Doing manual scalping might be a time-intensive and stressful activity. Keeping track of all the charts for the stocks you care about is a lot of work. And buying/selling many times a day can be time-consuming.

Imagine doing submitting all those BUY and SELL orders as seen in the figure above. Doing that manually, with many stocks, is virtually impossible.

A computer can do this hard work for you. Faster and better.

Let a computer do the hard work for you

Algo Trading is a very handy and simple way to exploit the scalping strategy.

With Algo Trading, you can do a simple script that buys or sells a stock when certain conditions are met. This happens as frequently as you want: many times a day, a minute or whatever.
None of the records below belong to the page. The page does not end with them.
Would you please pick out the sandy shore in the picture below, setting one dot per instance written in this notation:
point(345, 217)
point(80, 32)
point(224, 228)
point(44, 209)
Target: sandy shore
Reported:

The idea is to build a script that buys and sells as many times as possible, making a small profit as often as possible.

Scalping is just a general mindset of what we want to do. But we still need some indicator or signal of when to buy or sell.

The concept of “mean reversion”

The price fluctuates around the average.

In case it’s not already clear by the image above, Investopedia defines “mean reversion” as :

Mean reversion is a theory used in finance that suggests that asset prices and historical returns eventually will revert to the long-run mean or average level of the entire dataset.
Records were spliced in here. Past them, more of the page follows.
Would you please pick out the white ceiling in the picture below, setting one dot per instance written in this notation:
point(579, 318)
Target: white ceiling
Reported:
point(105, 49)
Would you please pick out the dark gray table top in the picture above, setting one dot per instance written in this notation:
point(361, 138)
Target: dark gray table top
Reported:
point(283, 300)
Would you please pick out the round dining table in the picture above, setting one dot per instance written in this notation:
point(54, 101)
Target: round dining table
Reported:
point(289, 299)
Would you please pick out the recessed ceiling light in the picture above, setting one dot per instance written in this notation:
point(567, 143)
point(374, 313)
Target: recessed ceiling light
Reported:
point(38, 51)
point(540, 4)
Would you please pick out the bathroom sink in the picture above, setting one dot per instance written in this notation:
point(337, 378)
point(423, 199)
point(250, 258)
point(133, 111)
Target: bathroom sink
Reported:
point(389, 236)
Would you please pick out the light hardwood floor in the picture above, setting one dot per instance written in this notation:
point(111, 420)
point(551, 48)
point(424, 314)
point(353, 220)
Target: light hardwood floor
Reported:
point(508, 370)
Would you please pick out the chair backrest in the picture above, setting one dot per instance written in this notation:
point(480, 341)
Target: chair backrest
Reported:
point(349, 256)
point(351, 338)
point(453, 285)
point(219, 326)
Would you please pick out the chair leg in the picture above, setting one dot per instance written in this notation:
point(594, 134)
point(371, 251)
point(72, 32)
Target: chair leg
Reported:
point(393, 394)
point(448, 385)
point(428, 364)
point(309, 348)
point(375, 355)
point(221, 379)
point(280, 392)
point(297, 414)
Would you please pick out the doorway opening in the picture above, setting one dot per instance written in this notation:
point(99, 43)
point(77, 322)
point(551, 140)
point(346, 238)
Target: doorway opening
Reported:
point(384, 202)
This means that the price of a stock will tend to “revert” to its average price.

If a price suddenly hikes, we would expect it to return to a lower value. Also, if a price suddenly drops we would expect it to return to a higher value.
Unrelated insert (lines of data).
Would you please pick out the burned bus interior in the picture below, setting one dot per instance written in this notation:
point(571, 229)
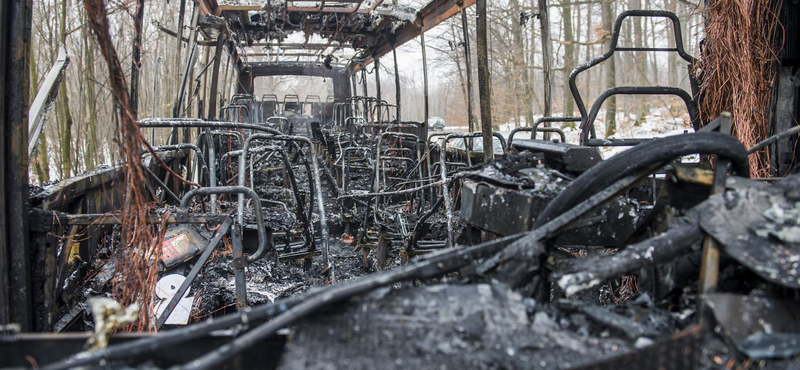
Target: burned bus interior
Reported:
point(295, 215)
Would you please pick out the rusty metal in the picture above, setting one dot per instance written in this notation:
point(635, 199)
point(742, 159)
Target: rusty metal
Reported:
point(224, 227)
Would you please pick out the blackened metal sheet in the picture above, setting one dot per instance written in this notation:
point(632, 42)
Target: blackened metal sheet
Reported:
point(679, 352)
point(441, 327)
point(760, 228)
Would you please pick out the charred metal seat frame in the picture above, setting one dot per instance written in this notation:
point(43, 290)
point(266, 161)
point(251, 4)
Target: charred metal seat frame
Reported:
point(448, 203)
point(533, 131)
point(588, 118)
point(240, 259)
point(315, 170)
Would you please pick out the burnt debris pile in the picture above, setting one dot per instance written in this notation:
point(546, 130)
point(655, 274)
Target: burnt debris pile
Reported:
point(331, 233)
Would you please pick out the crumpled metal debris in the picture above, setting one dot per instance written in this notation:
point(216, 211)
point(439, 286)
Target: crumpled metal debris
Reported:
point(760, 228)
point(108, 316)
point(760, 327)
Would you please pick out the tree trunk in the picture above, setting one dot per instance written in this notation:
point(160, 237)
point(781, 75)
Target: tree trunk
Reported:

We can use this idea to have buy signals. If the price of a stock crosses the average from a lower to a higher price, we might submit a Buy order.

The scalping strategy suggests selling as soon as the price of the stock is higher than the purchase price.

Backtesting a scalping strategy

In my last article, Algorithmic Trading: backtesting your algorithm, I posted some sample code on how to download one year of data.

Also how we could backtest a simple “buy and hold” strategy over that year of data.

I’m going to share a script that allows you to backtest a scalping trading algorithm.

The idea of the script is to:

  • Loop over all days of a given year.
  • Calculate an N-point moving average of the close price.
  • For every day, loop over the minute-by-minute data.
  • If the open price changes from being below the average to above the average, we simulate a buyorder.
  • We sell as soon as the open price is greater than the buy_price.

If you already downloaded the data as shown in my previous article, the script copied below should work out-of-the-box.

With 2016 data, using AAPL it performs almost 3x better than a “Buy and Hold” strategy! From 9.9% to 30.2%. I call “market change” the change in the market price of the stock, and “wallet change” the performance of the algorithm.

AAPL - market change: 1.099
AAPL - wallet change: 1.302

If you also download the data for FTEC and V and run the script using

SYMBOLS = ["AAPL", "V", "FTEC"]

you would also get good profits over a Buy and Hold strategy:

AAPL - market change %: 1.099
AAPL - wallet change %: 1.302
AAPL - num_transactions: 454
...
V - market change %: 1.032
V - wallet change %: 1.049
V - num_transactions: 290
...
FTEC - market change %: 1.145
FTEC - wallet change %: 1.298
FTEC - num_transactions: 390

But again, as I said in my first article, this same algorithm underperforms using data from 2019! : /

Also, I haven’t tested for a wider range of symbols.

I’ll do that in one of my next articles.

I also want to do a rolling profit analysis over this strategy with more stocks. My goal will be to determine if there’s a moment common to most stocks where the market started growing so much in 2019.

Any ideas? I’d be glad to read your ideas.